– Что это за евреи, – говорил Гольцман, – которые могут обойтись без еврейского театра? Евреев, которые либо бегут на Зоненталя, либо довольствуются кабаре, а то и вовсе дешевым кабачком, где собираются за кружкой пива, покуривают сигары и, слушая песни вроде «Хава» или «В пятницу вечерком»[52] , кричат браво, пальчики облизывают, – таких евреев следовало бы повесить на первом дереве или расстрелять из первого ружья.
Так объяснялся сам с собою Гольцман на своем своеобразном языке. И компаньоны решили плюнуть на нарядную Вену и опять отправиться в провинцию, совершить турне по местечкам благословенной Галиции, Буковины, Румынии, где евреи еще не вкусили от древа познания, где публика еще идет смотреть на еврейского актера так же, как бегут, например, смотреть на медведя, слона или обезьяну…

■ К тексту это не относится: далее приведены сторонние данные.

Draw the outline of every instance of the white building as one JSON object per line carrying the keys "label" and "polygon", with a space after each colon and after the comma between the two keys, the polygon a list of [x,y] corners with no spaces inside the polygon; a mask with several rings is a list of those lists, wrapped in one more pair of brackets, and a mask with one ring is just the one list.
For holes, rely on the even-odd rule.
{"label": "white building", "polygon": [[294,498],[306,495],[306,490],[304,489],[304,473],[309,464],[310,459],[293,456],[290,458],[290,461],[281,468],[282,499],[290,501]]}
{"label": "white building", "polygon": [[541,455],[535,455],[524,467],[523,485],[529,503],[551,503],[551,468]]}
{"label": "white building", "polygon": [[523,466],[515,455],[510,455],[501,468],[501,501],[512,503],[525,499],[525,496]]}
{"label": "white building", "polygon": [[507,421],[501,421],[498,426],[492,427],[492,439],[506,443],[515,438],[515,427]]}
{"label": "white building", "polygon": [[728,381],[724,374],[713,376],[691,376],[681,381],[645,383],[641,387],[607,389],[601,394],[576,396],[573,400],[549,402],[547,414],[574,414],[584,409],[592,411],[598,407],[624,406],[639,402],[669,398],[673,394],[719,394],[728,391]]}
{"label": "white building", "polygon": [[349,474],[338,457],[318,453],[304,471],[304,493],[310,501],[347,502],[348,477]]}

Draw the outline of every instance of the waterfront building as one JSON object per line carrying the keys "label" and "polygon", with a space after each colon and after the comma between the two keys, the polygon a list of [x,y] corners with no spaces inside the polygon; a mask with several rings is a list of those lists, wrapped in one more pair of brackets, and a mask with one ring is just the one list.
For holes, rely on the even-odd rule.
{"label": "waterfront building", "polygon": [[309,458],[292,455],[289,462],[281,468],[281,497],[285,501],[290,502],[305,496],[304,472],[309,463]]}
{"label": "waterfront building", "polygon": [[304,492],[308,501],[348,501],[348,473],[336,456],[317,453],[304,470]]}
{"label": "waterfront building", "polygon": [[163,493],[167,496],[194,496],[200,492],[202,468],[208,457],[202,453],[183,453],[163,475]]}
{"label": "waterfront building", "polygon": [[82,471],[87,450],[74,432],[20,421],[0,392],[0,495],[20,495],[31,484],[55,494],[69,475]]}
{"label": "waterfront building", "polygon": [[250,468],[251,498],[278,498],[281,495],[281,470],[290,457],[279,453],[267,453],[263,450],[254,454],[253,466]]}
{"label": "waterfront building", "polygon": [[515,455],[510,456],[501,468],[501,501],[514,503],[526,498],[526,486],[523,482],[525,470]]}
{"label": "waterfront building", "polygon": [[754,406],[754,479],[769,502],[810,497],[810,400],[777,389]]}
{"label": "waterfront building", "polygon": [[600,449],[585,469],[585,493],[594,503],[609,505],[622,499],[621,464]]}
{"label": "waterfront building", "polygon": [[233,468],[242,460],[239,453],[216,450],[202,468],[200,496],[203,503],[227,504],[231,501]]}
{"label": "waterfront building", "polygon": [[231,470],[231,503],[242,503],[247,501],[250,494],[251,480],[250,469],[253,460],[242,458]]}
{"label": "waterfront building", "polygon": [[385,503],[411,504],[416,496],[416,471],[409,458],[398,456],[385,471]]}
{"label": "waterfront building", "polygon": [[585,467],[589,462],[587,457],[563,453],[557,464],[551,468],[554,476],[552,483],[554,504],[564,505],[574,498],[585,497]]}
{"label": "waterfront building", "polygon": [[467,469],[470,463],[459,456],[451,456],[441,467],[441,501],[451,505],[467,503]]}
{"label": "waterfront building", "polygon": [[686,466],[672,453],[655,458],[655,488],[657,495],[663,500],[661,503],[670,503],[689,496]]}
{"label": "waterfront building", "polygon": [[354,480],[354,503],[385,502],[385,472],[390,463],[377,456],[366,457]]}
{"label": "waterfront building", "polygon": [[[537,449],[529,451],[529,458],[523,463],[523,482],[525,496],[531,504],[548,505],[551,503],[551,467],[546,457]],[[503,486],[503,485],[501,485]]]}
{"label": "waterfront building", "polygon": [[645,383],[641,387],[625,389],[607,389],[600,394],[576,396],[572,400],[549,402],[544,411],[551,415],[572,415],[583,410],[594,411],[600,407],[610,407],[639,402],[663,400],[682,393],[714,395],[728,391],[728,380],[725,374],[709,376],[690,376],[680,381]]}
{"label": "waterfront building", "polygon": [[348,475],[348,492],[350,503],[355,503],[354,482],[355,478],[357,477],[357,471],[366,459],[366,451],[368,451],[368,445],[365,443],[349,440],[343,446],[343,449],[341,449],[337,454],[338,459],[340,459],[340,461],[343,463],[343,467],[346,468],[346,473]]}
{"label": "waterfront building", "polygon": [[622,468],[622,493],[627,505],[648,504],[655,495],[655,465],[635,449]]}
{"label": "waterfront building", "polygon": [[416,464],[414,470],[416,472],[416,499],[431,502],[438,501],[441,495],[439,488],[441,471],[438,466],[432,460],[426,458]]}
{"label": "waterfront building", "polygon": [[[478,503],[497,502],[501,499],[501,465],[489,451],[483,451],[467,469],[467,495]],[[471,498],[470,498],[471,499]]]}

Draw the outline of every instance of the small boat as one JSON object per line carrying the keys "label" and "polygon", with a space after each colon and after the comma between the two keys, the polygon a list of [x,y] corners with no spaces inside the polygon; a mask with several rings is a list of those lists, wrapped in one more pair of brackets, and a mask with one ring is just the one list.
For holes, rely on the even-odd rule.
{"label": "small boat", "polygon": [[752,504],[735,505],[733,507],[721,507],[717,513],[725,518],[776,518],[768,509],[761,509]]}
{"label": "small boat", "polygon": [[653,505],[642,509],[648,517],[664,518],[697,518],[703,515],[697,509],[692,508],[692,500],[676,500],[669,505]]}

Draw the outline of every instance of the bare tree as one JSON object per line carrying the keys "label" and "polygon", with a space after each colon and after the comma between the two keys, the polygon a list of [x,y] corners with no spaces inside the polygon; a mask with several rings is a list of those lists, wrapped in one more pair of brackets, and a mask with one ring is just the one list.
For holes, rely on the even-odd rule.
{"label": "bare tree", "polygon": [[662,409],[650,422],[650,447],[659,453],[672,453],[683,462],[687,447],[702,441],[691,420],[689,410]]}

Единственное, что удерживало Гольцмана в Вене, было желание увидеть Зоненталя. «Актер, обладающий миллионным состоянием, стоит того, чтобы ради него остаться лишний денек в Вене», – говорил Гольцман. И не потому, что на него производят такое впечатление миллионы, боже сохрани! Какое значение имеет в глазах Гольцмана миллионер? Мало ли миллионеров он видел па своем веку? Ему приходилось и разговаривать с миллионерами, и ездить с ними в одной карете, и даже, если хотите, обедать с ними за одним столом (намек на доктора Левиуса-Левиафана из Львова). Гольцман, видите ли, того мнения, что актер, который способен был не только заработать целый миллион, но и не растранжирить его, не пропить и не проиграть в карты, – такой актер вообще исключительная редкость, и повидать его стоит.
И Гольцман освежил свой наряд, выгладил цилиндр, купил новые перчатки и полушелковый зонтик, взял с собой письмо доктора Левиуса и обратился к Рафалеско:
– Ну, мой дорогой птенчик, ни пуха, ни пера!
Тут, правда, компаньон Швалб заявил, что он бы тоже непрочь пойти вместе с ними к Зоненталю: «Раз у них общее дело, то здесь и спору быть не может».
Но Гольцман сразу одернул его:
– Нет, шалишь! Дружба – дело святое, а коммерция – дело иное. Компаньон компаньоном, а все-таки каждый человек должен знать свое место…
Швалб не мог понять упрямства своего компаньона. Что за беда? Дороже, что ли, будет стоить, если они пойдут втроем? Или он откусит у Гольцмана кусочек Зоненталя? Но тут Гольцман разъяснил ему толком: «Каждый должен знать свое место. Пусти свинью под стол, она и ноги на стол…» Это обидело Швалба, и он довольно прозрачно намекнул, что примадонна Генриетта Швалб пока что ему еще сестра, а он, Швалб, ее брат, – и пусть он, Гольцман, этого не забывает… Тут уж Гольцман вышел из себя, весь вспыхнул, неистово, как водится, раскашлялся и, изрекши ветхозаветное: «Не надо мне ни твоего меда, ни твоего жала», – тут же истолковал это по-своему: «Не лезь ко мне на чердак и не погань мне лестницы».
Ни Рафалеско, ни Гольцман не могли понять, почему Зоненталь, великий Зоненталь, живет не в собственном особняке, а в гостинице.
– Как так? Ежели наш брат валяется в грязи вместе с хозяйскими курами, утками и клопами, то на то мы бедные еврейские актерщики. Но Зоненталь? В Вене! Что это значит? Возможно ли?
Так говорил Гольцман своему другу, развалясь в приличном экипаже, который вез их к Зоненталю. Но как только они подъехали к фешенебельному отелю, в котором жил Зоненталь, и к ним навстречу вышла какая-то важная персона в ливрее с золотыми пуговицами, Гольцман сразу изменил свое мнение и обратился к Рафалеско: «Эх, деньги! черт бы их батьку взял!» Субъекту с золотыми пуговицами он сказал, что хочет повидаться с Зоненталем. Золотые пуговицы оглядели обоих сверху вниз и дали понять, что Зоненталя видеть невозможно. «Почему, например?» – «Потому что Зоненталь не принимает».